Eh bien, en voilà un Ghibli qui se traîne une belle réputation de merde. Gorō Miyazaki, totalement écrasé par l'ombre de sa légende de père, à qui on a confié un bébé bien trop gros pour lui.
Oui, assurément, le bébé était bien trop gros pour lui, cela ne fait aucun doute. Et ce qui fait aucun doute aussi, c'est qu'avec des sujets nettement plus modestes, d'une moins grande ampleur, le fiston est tout à fait capable de s'en sortir. Pour preuve, La Colline aux coquelicots, son deuxième long-métrage, sans compter parmi les œuvres majeures de Ghibli, est un film d'animation très plaisant à regarder.
Pour en revenir à l'œuvre critiquée, du point de vue visuel et sonore, animation, décors, musique, etc.
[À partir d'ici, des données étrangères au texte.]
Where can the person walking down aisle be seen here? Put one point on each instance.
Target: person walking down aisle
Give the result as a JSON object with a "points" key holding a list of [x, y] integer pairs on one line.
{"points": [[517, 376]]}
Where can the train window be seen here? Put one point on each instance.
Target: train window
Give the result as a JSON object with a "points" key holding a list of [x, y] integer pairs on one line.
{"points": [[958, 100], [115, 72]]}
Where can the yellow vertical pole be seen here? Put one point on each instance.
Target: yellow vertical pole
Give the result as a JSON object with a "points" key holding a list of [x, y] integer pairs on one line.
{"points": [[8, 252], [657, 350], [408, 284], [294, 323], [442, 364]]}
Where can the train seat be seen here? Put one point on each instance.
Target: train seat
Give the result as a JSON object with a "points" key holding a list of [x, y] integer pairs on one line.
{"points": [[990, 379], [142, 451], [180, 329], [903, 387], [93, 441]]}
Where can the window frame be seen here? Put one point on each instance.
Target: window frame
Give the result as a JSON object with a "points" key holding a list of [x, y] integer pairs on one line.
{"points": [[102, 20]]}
Les Contes de Terremer est réussie. On voit bien que le réalisateur a été à très bonne école pour cela. Conséquence, les séquences de l'ensemble sont impeccablement mises en scène. Je n'ai aucun reproche à faire en ce qui concerne tout cela, que des compliments.
Non, là où ça cloche très sérieusement, c'est dans l'écriture.
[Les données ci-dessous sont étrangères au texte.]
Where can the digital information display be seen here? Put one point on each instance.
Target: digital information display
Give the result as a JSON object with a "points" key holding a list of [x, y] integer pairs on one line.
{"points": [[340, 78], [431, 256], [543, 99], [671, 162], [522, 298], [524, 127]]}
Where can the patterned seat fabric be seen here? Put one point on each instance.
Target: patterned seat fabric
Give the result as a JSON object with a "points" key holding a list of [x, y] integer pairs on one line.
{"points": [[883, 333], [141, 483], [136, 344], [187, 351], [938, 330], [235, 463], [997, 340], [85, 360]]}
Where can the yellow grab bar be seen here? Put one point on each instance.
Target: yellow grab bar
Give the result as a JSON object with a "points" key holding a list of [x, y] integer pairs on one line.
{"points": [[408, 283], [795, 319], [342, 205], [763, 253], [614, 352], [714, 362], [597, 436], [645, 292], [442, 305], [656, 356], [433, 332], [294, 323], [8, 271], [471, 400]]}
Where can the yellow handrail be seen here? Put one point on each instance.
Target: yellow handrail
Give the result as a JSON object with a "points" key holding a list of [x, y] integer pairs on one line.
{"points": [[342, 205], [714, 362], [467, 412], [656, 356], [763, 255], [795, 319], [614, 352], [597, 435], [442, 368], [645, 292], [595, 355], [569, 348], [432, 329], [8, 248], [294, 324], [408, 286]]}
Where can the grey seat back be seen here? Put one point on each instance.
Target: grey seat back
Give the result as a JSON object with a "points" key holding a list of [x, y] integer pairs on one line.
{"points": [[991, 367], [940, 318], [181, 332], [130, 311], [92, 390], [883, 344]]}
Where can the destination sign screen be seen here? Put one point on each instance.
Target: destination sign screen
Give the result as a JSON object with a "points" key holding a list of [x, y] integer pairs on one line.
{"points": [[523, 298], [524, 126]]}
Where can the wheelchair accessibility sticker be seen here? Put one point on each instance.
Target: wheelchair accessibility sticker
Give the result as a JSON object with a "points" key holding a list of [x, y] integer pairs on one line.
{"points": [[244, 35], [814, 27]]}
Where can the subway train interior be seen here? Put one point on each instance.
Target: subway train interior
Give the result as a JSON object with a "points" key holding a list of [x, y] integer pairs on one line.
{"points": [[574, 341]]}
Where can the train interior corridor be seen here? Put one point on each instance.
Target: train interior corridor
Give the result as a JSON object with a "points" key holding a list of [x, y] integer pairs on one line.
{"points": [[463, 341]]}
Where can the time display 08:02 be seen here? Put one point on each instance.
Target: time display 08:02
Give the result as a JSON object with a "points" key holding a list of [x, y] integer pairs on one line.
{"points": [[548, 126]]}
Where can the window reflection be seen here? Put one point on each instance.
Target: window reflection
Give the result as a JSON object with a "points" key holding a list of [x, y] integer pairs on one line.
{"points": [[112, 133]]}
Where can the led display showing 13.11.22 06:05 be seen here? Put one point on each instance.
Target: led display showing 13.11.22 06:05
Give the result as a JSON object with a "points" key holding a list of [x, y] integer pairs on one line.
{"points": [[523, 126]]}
Attention, je vais avancer une hypothèse qui est peut-être une connerie, mais je l’émets parce qu'elle me paraît être la plus plausible. Je ne connais absolument pas l'univers de fantasy d'Ursula K. Le Guin, mais je pense que celui-ci doit être tellement riche et tellement étendu qu'il était impossible de l'adapter en seulement deux heures. Deux ou trois films ou, mieux encore, un animé aurai(en)t été certainement bien plus idéal(s) pour donner quelque chose de bon, pour laisser tout le temps à ce monde merveilleux de s'exprimer.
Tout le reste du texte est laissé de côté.